A05 — Security Misconfiguration Secure

1000-ft view: this module shows common configuration mistakes that leak sensitive info or relax controls. On the secure page, each demo shows how to harden the config while keeping usability.

Attack 1 Attack 2 Attack 3 Attack 4 Attack 5

Attack 1 — phpinfo() Exposure

Safe status page instead of phpinfo()

Secure idea: never expose phpinfo() publicly. Provide a minimal “status” view for operators without sensitive paths, env vars, or module config.

  1. Click Show safe status to render sanitized info.
  2. (For comparison on the insecure page you’ll see raw phpinfo().)

Attack 2 — Verbose Errors & Stack Traces

display_errors = Off, log to file

Secure idea: show a friendly message to users and log details to a protected file. Don’t leak stack traces to the browser.

  1. Click Trigger secure error to load the safe handler.
  2. Check the UI message; technical details are logged to /a05_misconfig/logs/app.log.

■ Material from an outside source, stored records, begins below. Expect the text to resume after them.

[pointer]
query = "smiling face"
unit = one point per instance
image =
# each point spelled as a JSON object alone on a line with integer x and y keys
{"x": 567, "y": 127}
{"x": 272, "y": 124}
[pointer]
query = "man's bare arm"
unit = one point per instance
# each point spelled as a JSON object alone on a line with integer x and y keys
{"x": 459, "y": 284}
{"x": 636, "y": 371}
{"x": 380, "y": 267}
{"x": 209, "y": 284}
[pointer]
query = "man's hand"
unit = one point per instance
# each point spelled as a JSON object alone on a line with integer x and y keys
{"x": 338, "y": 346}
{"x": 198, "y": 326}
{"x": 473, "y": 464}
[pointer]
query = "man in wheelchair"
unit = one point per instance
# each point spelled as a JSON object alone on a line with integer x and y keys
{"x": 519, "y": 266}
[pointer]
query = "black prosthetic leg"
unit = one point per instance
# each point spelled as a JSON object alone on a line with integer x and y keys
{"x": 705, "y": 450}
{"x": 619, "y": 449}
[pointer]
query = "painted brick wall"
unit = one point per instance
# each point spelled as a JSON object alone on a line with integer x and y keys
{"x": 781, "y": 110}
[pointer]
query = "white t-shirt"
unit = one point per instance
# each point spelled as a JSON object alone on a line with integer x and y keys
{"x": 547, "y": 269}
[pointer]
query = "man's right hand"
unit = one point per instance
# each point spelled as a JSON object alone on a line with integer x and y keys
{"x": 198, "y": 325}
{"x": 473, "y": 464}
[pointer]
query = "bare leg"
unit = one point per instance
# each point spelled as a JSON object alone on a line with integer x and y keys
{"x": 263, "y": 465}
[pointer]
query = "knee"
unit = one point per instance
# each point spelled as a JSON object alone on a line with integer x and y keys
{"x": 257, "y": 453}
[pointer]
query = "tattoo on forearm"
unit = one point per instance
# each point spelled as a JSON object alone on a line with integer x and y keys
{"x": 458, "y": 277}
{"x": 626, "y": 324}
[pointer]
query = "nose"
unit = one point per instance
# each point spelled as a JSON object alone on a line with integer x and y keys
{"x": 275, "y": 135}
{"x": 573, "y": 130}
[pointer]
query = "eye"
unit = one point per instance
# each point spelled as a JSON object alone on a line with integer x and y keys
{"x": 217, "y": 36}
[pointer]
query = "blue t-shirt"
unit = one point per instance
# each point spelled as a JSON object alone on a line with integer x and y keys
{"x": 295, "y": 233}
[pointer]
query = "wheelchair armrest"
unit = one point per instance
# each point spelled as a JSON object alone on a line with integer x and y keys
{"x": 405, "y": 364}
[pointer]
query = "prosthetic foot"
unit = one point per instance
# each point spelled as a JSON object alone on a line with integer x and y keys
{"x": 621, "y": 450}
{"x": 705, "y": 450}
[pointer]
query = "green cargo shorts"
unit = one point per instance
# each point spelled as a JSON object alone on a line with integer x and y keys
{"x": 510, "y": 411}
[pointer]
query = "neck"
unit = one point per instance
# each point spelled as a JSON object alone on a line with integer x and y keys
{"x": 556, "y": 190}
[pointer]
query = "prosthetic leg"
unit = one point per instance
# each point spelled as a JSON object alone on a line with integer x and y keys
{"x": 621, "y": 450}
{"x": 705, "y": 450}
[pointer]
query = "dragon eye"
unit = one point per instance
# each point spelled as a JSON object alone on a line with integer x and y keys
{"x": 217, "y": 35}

Attack 3 — Directory Listing

Options -Indexes

Secure idea: disable auto-indexing so raw folder contents aren’t exposed.

  1. Open the secure directory view (should show the index page, not a file list).
  2. On the insecure page, you’ll see a listing when Options Indexes is enabled.
Open secure directory view

Attack 4 — Exposed Config / .env

Deny from all / move outside webroot

Secure idea: keep secrets outside the webroot or block direct access with server rules.

  1. Try opening the protected config path (should be Forbidden).
  2. On the insecure page, the same path reveals fake secrets for demo.
Open protected config

Attack 5 — Default Credentials

Force change / disable defaults

Secure idea: block well-known defaults (e.g., admin/admin), force a change at first login, and disable built-in accounts where possible.

  1. Try logging in with admin/admin (should be blocked).
  2. Try any other credentials to see “non-default allowed” (demo only).